My first tech job was writing Electronic Data Interchange user guides in 1990. More than three decades ago, companies began accepting electronic business documents across value-added networks, depicted as a cloud. While the Cloud and blockchain weren’t yet generally available, EDI was like a proto-mashup of the two.
Daring to shape the future.
Nearly 30 years later, at the Lesbians Who Tech Summit, a young woman stops me, saying, “I related to your story.” She is commenting remarks I made in honor of the Edie Windsor Coding Scholarship.
“How so did you relate to what I said?” I ask.
“Well, everything in my life’s so good, except that my mother doesn’t yet accept me.” On-stage, I had mentioned that it took my mom of blessed memory some time to accept my lesbianism.
“I learned that it should take my family the same time it took me to accept myself, and anything sooner is a bonus,” I respond. We agree to connect on LinkedIn and I have a request waiting for me when I log on at the airport.
One way of shaping the future is to do a little mentoring and creating opportunities. Another is to be at the vanguard of where we could go as a society.
At one of the Summit sessions, Cynthia Yeung of Softbank described how we might offload tasks to robots.
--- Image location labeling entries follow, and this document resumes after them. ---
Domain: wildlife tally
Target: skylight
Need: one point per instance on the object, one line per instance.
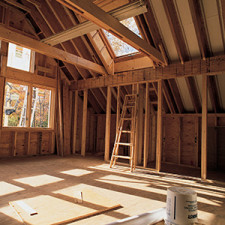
(119, 47)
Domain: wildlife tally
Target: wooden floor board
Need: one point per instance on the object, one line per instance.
(137, 192)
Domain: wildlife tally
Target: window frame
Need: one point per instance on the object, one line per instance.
(32, 59)
(29, 105)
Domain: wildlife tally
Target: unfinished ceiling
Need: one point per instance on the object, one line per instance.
(179, 30)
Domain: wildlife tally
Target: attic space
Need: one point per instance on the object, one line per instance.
(106, 104)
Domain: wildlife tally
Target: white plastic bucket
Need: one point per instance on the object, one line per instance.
(181, 206)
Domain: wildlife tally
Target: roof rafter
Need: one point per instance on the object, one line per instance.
(85, 27)
(9, 35)
(211, 66)
(181, 49)
(95, 14)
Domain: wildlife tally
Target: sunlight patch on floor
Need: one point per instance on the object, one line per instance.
(36, 181)
(77, 172)
(6, 188)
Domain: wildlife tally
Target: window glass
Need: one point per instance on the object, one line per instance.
(119, 47)
(40, 111)
(15, 105)
(19, 57)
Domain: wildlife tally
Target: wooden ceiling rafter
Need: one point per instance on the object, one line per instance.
(211, 66)
(57, 11)
(69, 67)
(100, 89)
(158, 42)
(182, 50)
(201, 32)
(95, 14)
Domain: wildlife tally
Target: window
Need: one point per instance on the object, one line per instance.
(41, 100)
(119, 47)
(15, 105)
(19, 57)
(21, 107)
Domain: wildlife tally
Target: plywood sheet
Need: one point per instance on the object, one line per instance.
(59, 210)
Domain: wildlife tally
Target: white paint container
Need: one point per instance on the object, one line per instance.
(181, 206)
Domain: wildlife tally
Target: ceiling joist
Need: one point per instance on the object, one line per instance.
(210, 66)
(9, 35)
(86, 27)
(95, 14)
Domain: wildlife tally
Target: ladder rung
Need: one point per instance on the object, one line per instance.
(126, 144)
(126, 131)
(122, 156)
(126, 118)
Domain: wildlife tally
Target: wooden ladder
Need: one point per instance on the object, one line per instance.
(129, 114)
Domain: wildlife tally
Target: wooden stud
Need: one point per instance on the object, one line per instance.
(159, 128)
(180, 141)
(84, 123)
(11, 36)
(107, 126)
(2, 88)
(60, 119)
(147, 122)
(204, 127)
(118, 108)
(212, 66)
(28, 143)
(136, 90)
(140, 128)
(98, 16)
(75, 121)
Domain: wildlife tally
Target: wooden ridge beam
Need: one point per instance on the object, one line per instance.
(122, 13)
(210, 66)
(9, 35)
(95, 14)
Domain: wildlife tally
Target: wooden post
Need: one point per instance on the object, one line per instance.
(147, 121)
(140, 128)
(159, 128)
(118, 108)
(75, 121)
(84, 123)
(135, 90)
(60, 119)
(107, 125)
(204, 127)
(180, 140)
(2, 88)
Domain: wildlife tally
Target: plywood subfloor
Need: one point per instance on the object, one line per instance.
(137, 193)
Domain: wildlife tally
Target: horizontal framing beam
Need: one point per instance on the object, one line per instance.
(29, 77)
(9, 35)
(210, 66)
(130, 10)
(92, 12)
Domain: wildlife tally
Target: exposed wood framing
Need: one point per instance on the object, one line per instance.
(198, 21)
(29, 77)
(140, 122)
(9, 35)
(133, 9)
(60, 118)
(210, 66)
(84, 123)
(204, 127)
(98, 16)
(75, 121)
(147, 123)
(118, 108)
(108, 121)
(133, 64)
(159, 128)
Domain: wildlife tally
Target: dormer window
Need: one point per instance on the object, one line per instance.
(19, 57)
(119, 47)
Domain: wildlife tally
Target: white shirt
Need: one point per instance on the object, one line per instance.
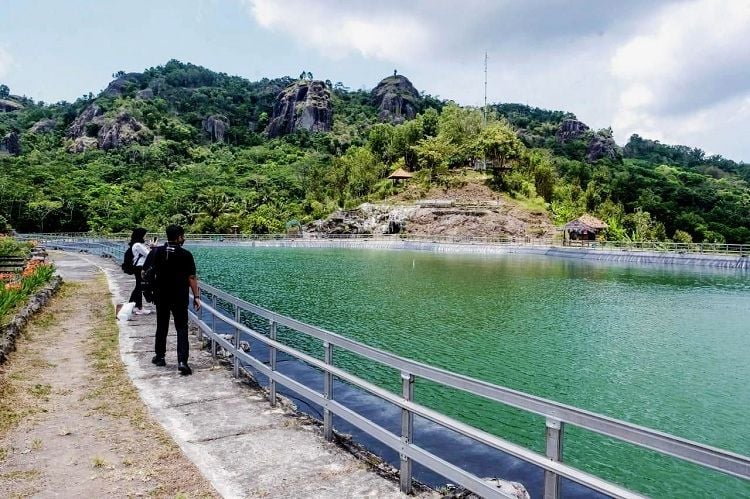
(140, 251)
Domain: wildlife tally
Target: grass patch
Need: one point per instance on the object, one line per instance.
(41, 391)
(20, 393)
(18, 476)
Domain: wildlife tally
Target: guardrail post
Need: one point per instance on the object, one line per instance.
(213, 326)
(236, 363)
(554, 452)
(407, 432)
(272, 362)
(328, 393)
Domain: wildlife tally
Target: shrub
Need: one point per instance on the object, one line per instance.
(17, 287)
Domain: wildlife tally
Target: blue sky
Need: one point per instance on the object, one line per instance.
(673, 70)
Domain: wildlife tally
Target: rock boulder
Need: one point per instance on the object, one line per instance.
(121, 131)
(120, 85)
(11, 144)
(79, 127)
(396, 99)
(603, 146)
(93, 129)
(215, 126)
(570, 130)
(303, 105)
(43, 126)
(8, 106)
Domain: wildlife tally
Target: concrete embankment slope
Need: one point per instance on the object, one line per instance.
(611, 255)
(244, 447)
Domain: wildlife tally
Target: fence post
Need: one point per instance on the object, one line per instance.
(272, 363)
(407, 432)
(554, 452)
(236, 359)
(328, 393)
(213, 326)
Pepper, the humanoid robot, came from Softbank. My colleagues and I began training her with IBM Watson Conversation two years ago.
Showing up at our best.
One of the Summit’s sweetest opportunities was spending time with three beloved lesbian IBM colleagues. We welcomed the IBM alumnae in the crowd, too, including MJ Yap of Philippines and Noga Tavor of Israel. As Noga came off-stage from a panel, I introduced her to Edie Windsor’s wife Judith: “Judith, here’s another Jewish lesbian alumna of IBM like Edie was, and once an IBMer, always an IBMer.”
Judith responded, “That’s what Edie always said.”
The most hopeful session of the Summit was Sally Kohn’s. She wrote the book, “The Opposite of Hate: A Field Guide to Repairing Our Humanity” where she encouraged all of us not to discount others, but instead to get to know them.
In honor of Women’s History Month, I’m going to meet with my team and talk with them about all that I took away from the Lesbians Who Tech Summit. I hope they, too, can find inspiration even though they are not lesbian, gay, bisexual or transgender. After all, we’ve got our humanity in common.
Sarah Siegel is the manager of Enterprise Learning Design at IBM where she leads a team of learning scientists whose offerings enhances IBMers’ skills. She is also active in IBM’s LGBT+ community. Sarah helped start up an IBM business development team dedicated to the LGBT+ B2B market in 2001, and it continues to thrive globally. She lives with her wife and their two feline daughters in Montclair, New Jersey.